Krauskopf worked as an instructor at Ohio State University Moritz College of Law from 1957 until 1959, when she became an assistant professor. Around 1960, she moved to the University of Colorado School of Law, where she worked as a research and teaching assistant. In 1963, Krauskopf joined the faculty of the University of Missouri School of Law as a part-time instructor. She became a full professor at Missouri in 1974, becoming the R.B. Price Professor of Law at Missouri.

In 1987, Krauskopf rejoined Ohio State University Moritz College of Law as a professor. She retired in 1997.

== Consideration for nomination to the Eighth Circuit ==

In 1978 or 1979, President Jimmy Carter strongly and publicly considered nominating Krauskopf to a newly created seat on the United States Court of Appeals for the Eighth Circuit.
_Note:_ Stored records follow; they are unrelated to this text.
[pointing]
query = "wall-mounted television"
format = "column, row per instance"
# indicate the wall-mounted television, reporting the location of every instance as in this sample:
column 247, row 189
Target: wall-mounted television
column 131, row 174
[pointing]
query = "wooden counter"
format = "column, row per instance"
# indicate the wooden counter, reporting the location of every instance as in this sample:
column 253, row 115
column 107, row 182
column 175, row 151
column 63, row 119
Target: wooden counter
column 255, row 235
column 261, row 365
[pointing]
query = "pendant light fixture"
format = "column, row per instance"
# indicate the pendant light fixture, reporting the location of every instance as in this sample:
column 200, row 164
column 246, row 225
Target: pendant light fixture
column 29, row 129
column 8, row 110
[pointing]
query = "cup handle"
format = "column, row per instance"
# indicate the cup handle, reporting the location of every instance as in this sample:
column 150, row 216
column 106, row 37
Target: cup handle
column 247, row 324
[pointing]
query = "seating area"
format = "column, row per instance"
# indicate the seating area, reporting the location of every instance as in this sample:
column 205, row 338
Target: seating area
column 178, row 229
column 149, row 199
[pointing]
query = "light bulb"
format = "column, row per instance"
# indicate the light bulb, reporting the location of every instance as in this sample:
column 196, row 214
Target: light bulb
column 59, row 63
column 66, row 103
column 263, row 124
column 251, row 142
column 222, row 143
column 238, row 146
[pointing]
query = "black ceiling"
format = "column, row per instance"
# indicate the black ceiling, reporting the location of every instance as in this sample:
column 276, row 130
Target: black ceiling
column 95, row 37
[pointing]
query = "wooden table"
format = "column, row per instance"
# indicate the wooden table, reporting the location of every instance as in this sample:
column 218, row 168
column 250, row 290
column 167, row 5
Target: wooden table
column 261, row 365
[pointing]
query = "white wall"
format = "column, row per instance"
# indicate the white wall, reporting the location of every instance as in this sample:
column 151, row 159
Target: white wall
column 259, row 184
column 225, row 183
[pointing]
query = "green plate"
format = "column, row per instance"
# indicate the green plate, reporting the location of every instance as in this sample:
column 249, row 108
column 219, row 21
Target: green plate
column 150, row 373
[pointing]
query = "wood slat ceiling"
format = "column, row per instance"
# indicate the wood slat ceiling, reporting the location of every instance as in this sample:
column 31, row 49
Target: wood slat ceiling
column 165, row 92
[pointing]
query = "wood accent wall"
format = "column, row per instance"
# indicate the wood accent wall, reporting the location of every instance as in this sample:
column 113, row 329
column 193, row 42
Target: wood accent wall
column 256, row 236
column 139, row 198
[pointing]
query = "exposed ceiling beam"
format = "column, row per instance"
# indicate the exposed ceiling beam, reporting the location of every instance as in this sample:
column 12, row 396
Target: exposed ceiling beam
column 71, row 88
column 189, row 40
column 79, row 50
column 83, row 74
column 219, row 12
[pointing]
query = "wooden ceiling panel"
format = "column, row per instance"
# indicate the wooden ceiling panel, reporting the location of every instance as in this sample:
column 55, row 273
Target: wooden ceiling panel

However, Krauskopf received a "not qualified" rating from the American Bar Association because of an alleged lack of judicial experience. A White House staffer disputed that assertion, noting that the judges on the Eighth Circuit felt Krauskopf's teaching responsibilities had given her the requisite experience to handle the job, and that Krauskopf was thought by some in the ABA to be too liberal. Despite support for her candidacy by Missouri Senator Thomas Eagleton, Carter himself, on the recommendation of his attorney general, Griffin Bell, made the decision not to proceed with Krauskopf's nomination. Ultimately, Carter wound up nominating Richard S. Arnold to the seat in late 1979. He was confirmed in 1980.